Gauguin, le sauvage cataloguéLa nouvelle édition du catalogue raisonné de l'artiste, publié par le Wildenstein Institute, s'ouvre avec la période 1873-1888. Du port de Grenelle à la petite maison jaune…
Gauguin n’arrive plus à quitter le devant de la scène… Un jour, on annonce qu’il a coupé l’oreille de Van Gogh. Le lendemain, on découvre dans les réserves d’Amsterdam l’unique portrait que le Hollandais aurait peint de lui. Aujourd’hui, on vend l’un de ses bois gravés, déjà préempté par l’Etat français. Demain, c’est au tour d’un meuble, dont l’estimation se mesure en millions de francs. En attendant le déluge des expositions de 2003, pour le centenaire de sa mort, où en est-on réllemment, au-delà de l’anecdotique et du scandaleux, sur la connaissance de son œuvre ? Un ouvrage, peaufiné sur une durée qui en fait un cas d’école dans la frénésie éditoriale actuelle, est là pour répondre. Daniel Wildenstein est mort le jour de la mise en vente de ce nouveau catalogue raisonné. Coïcidence ou destin à la Molière, qui s’éteint sur scène ? Le collectionneur, galeriste et amateur d’art a en effet fait de la publication de catalogues raisonnés la principale raison d’être de sa fondation. On se souvient notamment du Géricault de Germain Bazin, des Manet et Monet de Wildenstein lui-même et l’on attend avec impatience, entre autres, un Marquet pour mars 2002.

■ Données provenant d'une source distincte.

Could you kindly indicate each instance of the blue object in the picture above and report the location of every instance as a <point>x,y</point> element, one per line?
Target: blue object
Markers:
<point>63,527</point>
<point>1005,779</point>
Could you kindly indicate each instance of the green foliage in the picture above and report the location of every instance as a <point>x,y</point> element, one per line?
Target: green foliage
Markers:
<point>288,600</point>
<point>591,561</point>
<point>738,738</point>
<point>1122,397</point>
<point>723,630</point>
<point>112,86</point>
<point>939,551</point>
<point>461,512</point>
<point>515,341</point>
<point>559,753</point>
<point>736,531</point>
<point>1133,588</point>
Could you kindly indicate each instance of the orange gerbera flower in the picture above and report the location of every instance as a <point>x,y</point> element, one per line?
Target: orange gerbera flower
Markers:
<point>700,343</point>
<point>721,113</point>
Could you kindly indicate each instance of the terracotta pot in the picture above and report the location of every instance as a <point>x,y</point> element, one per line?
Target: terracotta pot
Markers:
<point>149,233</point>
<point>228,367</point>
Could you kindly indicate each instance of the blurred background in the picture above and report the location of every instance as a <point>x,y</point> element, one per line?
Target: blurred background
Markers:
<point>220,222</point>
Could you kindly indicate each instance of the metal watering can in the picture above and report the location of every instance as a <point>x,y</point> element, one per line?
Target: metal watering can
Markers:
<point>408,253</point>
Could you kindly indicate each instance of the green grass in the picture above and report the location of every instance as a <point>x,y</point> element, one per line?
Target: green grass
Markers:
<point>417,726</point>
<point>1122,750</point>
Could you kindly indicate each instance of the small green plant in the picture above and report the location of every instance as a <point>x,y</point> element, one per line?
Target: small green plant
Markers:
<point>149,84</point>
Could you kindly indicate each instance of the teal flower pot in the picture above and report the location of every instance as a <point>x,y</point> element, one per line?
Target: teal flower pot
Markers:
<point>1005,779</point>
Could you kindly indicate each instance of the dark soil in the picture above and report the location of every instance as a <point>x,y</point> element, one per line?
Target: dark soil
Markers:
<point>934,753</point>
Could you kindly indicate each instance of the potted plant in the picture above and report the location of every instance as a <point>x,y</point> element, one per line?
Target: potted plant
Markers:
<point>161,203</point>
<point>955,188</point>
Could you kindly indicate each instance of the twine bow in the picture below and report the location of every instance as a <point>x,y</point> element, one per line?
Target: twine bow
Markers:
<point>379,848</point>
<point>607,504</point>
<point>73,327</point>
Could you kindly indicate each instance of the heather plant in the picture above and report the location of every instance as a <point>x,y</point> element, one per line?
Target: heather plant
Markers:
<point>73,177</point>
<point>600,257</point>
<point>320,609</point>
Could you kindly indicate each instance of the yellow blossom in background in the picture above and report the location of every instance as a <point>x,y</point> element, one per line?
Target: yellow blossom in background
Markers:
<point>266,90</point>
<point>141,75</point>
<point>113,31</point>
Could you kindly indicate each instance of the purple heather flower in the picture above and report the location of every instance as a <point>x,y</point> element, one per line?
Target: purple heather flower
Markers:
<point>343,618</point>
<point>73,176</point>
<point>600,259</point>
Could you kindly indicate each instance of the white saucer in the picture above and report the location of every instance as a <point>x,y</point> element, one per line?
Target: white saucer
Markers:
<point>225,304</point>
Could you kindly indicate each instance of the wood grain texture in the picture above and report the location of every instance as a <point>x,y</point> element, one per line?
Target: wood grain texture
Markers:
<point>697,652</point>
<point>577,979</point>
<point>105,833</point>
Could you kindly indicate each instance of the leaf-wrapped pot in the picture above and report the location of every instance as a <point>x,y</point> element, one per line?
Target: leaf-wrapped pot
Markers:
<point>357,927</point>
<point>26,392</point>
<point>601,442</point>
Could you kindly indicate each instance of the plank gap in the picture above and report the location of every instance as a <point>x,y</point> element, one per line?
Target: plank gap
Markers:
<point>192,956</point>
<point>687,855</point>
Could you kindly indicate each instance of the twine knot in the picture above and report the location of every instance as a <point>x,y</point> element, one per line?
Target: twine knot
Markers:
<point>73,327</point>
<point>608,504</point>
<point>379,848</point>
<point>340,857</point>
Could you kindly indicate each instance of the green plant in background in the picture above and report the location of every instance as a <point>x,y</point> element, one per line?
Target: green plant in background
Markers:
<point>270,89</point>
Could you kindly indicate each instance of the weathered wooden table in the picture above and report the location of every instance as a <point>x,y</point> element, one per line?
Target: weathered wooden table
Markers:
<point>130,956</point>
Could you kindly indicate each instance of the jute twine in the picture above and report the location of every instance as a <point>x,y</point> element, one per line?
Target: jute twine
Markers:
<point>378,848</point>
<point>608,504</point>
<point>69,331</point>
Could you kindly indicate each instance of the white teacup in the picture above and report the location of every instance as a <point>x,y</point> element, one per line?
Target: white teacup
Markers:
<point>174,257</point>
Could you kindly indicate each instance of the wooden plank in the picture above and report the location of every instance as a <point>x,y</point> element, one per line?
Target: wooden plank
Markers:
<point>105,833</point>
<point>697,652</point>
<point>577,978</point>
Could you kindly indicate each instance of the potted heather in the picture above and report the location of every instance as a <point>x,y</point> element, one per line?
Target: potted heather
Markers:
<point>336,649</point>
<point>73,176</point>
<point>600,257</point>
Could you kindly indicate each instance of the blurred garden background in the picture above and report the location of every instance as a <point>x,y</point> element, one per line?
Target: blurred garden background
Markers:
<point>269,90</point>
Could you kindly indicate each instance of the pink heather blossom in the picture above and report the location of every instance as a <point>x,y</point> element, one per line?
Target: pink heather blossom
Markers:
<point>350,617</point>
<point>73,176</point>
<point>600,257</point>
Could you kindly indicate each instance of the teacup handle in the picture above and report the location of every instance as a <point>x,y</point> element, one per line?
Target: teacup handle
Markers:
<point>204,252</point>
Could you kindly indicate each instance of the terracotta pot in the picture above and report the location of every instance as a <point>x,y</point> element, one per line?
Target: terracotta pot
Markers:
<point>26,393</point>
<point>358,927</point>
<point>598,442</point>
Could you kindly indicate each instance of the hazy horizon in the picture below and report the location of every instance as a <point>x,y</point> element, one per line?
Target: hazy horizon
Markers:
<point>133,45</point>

Ce «Gauguin» met à jour la précédente édition de 1964. Sans urgence : les deux volumes publiés ne couvrent que les années 1873-1888. Cette dernière date est bien sûr une charnière : deux ans après Pont-Aven, c’est l’expérience arlésienne, le contact avec la lumière du Midi, le refus de certaines conventions de perspective : à bas la profondeur ! Au total, de la jeunesse à la fin de l’innocence, ce sont 15 ans et 330 peintures : un corpus, somme toute modeste, de 20 œuvres par an. Chacune est décrite, commentée, accompagnée d’une bibliographie spécifique, d’un historique des expositions et des transferts de propriété. Le genre du catalogue raisonné, que l’on imagine volontiers austère, illustré en noir et blanc, sans paragraphes – pour décontenancer le néophyte – a pris un coup de jeune. L’iconographie, abondante, ne selimite pas aux tableaux. Un plan aide à visualiser la petite maison au 8 de la rue Carcel, à Paris, occupée au début des années 1880. Pour Le port de Bordeaux (1886), un cliché récent permet de comparer la topographie des lieux. Accompagnant les portraits de ses enfants – Aline ou Clovis, tous deux morts avant leur père – des photographies anciennes en restituent les traits. Le texte est animé par de nombreux encadrés thématiques : la technique de rendu du feuillage, le choix des rouges, le mystère du monogramme «P Go». L’année 1888 se clôt sur Autoportrait, Arles. On attend pour les prochaines années deux ou trois volumes sur les peintures (1888-1903 ) puis autant, peut-être, sur l’œuvre gravée et les sculptures. Gauguin ? Un univers.